Easy Egg Fried Rice
Fried rice is one of the easiest and most basic of all the rice dishes. There are many variants, Nyonya fried rice has dried prawns and the Thais have pineapple fried rice.
Egg fried rice is one dish to go to when there is nothing much left in the house to eat. It is quick and simple and you need basically an egg for this.
I remember when we were young, mum would usually whip this up if we were hungry way before meal times. She would quickly fry the rice with eggs and soy sauce and we would be delighted to have it. It pacifies our hunger and mum would be less stressed with our reduced whining.
This recipe is a very simple and uses common ingredients found in any kitchen.
Unlike the ones you get from the take-away, this fried rice has a darker colour as I used some dark soy sauce. Do omit if you prefer a lighter colour.
In the take-away version, the eggs are in small pieces and covers the rice. My family prefers the eggs to be in larger pieces. If you prefer the eggs to be in smaller pieces, do mix the eggs with the rice before the egg set.
I hope you find this recipe easy and simple.
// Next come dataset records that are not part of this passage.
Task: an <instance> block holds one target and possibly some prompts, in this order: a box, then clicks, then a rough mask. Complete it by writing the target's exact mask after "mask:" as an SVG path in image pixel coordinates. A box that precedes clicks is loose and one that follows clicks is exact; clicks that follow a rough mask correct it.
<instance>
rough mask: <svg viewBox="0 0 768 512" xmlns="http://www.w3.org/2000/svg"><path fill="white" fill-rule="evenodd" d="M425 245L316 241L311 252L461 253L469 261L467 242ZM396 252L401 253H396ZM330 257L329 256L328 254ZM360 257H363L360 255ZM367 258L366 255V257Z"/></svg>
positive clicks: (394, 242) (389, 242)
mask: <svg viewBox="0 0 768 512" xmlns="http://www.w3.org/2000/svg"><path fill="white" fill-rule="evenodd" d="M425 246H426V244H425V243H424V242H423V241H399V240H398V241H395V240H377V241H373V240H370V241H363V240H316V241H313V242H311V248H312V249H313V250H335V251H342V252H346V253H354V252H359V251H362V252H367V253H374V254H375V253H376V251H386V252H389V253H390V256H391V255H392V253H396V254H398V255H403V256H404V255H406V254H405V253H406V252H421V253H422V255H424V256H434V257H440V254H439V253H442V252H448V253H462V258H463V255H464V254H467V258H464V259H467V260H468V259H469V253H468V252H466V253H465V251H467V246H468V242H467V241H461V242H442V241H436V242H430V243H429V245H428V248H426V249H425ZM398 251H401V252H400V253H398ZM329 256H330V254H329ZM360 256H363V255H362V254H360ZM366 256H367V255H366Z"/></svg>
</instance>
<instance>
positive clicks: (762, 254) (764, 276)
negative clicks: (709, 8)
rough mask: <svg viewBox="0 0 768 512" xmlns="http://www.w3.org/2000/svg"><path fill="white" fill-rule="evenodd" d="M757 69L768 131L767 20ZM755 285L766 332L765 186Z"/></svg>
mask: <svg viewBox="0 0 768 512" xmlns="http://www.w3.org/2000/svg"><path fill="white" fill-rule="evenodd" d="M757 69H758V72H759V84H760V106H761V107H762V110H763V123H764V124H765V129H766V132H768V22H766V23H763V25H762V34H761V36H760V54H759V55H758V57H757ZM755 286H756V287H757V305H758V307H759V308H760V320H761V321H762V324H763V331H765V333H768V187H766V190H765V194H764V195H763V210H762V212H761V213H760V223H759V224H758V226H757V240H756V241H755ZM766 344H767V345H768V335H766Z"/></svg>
Please like and share the post and subscribe to get more recipe ideas.
Until the next round, see you.
Recipe is below:
Easy Egg Fried Rice.
- Wok or a frying pan
- Spatula for cooking
- 600 g Cooked rice (overnight) better to use only ordinary long grain.
- 20 g Shallots - sliced
- 2 cloves Garlic - chopped
- 150 g Mixed frozen vegetables, thawed and cut if necessary (optional)
- 3 cloves Garlic - chopped
- 1 Spring onion - chopped
- 2 Eggs
- 2 tbsp Light soy sauce
- 1 tbsp Dark soy sauce ( optional)
- 1 tsp 1 tsp Sesame oil
- Cooking oil
- White pepper powder
- Salt to taste
- In a wok or frying pan spray the pan with cooking oil or heat up 1 tbsp of oil.
- Add in the shallots and fry until it is lightly coloured. Add in the garlic and fry until it is light brown.
- Add in the vegetables and fry for about 2 minutes.
- Add in the cooked rice making sure you fluff it to separate it before adding.
- Toss around for a few minutes and add in the dark and light soy sauce.
- Continue to toss until rice is heated through.
- Move the rice to one side of the wok. Add some oil to the space. Break the eggs and add it to the empty space. Give the eggs a bit of a stir to mix up the yolk and whites.
- Then add in a swirl of soy sauce and a few dashes of white pepper powder.
- Let it set to about ¾ done. Then flip the eggs over. Make sure that the eggs continue to set.
- Then mix and break the eggs and combine with the rice thoroughly making sure that there are no lumps.
- Continue to toss the rice
- Add in a swirl of sesame oil.
- Adjust seasoning by adding more soy sauce, salt and pepper.
- When done, stir in the chopped spring onion.
- Dish out and serve with cut chilli or sambal. The best is ketchup.